[RFC PATCH v3 6/6] KVM: pfncache: Invalidate on gmem invalidation and memattr updates

All of lore.kernel.org
 help / color / mirror / Atom feed

From: Takahiro Itazuri <itazur@amazon.com>
To: <kvm@vger.kernel.org>, Sean Christopherson <seanjc@google.com>,
	"Paolo Bonzini" <pbonzini@redhat.com>
Cc: Vitaly Kuznetsov <vkuznets@redhat.com>,
	Fuad Tabba <tabba@google.com>,
	Brendan Jackman <jackmanb@google.com>,
	David Hildenbrand <david@kernel.org>,
	David Woodhouse <dwmw2@infradead.org>,
	Paul Durrant <pdurrant@amazon.com>,
	Nikita Kalyazin <kalyazin@amazon.com>,
	Patrick Roy <patrick.roy@campus.lmu.de>,
	Takahiro Itazuri <zulinx86@gmail.com>,
	"Takahiro Itazuri" <itazur@amazon.com>
Subject: [RFC PATCH v3 6/6] KVM: pfncache: Invalidate on gmem invalidation and memattr updates
Date: Tue, 10 Mar 2026 06:44:15 +0000	[thread overview]
Message-ID: <20260310064415.22353-1-itazur@amazon.com> (raw)
In-Reply-To: <20260310063647.15665-1-itazur@amazon.com>

Invalidate pfncaches when guest_memfd invalidation or memory attribute
updates render cached PFN resolutions stale.

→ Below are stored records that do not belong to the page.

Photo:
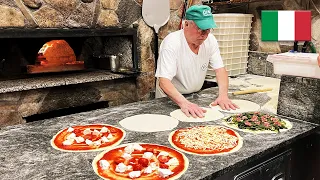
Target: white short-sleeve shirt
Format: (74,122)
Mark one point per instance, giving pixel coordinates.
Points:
(183,67)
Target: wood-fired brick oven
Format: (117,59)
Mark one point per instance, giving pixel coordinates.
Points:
(35,51)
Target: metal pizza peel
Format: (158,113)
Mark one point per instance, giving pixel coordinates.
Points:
(156,13)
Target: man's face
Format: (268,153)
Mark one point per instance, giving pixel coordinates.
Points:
(198,35)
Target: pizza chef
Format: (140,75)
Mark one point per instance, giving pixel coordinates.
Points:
(183,60)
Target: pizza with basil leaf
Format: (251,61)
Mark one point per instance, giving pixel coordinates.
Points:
(140,161)
(89,137)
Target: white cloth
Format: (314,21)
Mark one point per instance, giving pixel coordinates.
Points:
(186,70)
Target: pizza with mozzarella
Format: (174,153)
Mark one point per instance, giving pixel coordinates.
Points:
(206,140)
(89,137)
(140,161)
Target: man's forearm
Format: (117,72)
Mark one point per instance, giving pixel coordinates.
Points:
(223,81)
(171,91)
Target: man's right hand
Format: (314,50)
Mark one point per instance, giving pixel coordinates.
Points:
(191,109)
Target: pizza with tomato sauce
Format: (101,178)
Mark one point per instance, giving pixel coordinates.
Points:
(140,161)
(206,140)
(90,137)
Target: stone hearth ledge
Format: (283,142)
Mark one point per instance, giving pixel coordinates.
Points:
(26,153)
(57,80)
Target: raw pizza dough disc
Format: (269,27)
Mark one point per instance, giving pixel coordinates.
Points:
(210,115)
(244,106)
(149,123)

Reuse active_invalidate_count to synchronize with the existing retry
logic and preserve ordering against mmu_invalidate_seq.

Invalidation needs to be performed using HVA ranges so that both
GPA-based and HVA-based pfncaches are covered.  Internally GPA-based
ones translate GPA to memslot/UHVA first and then resolve PFN, while
HVA-based ones only resolve PFN and do not store memslot/GPA context.
Technically, it is possible to make HVA-based pfncaches search the
corresponding memslot/GPA when activated / refreshed, but it would add
overhead to a greater ot lesser extent, regardless of guest_memfd-backed
or not.  At the time of writing, only Xen uses HVA-based pfncaches.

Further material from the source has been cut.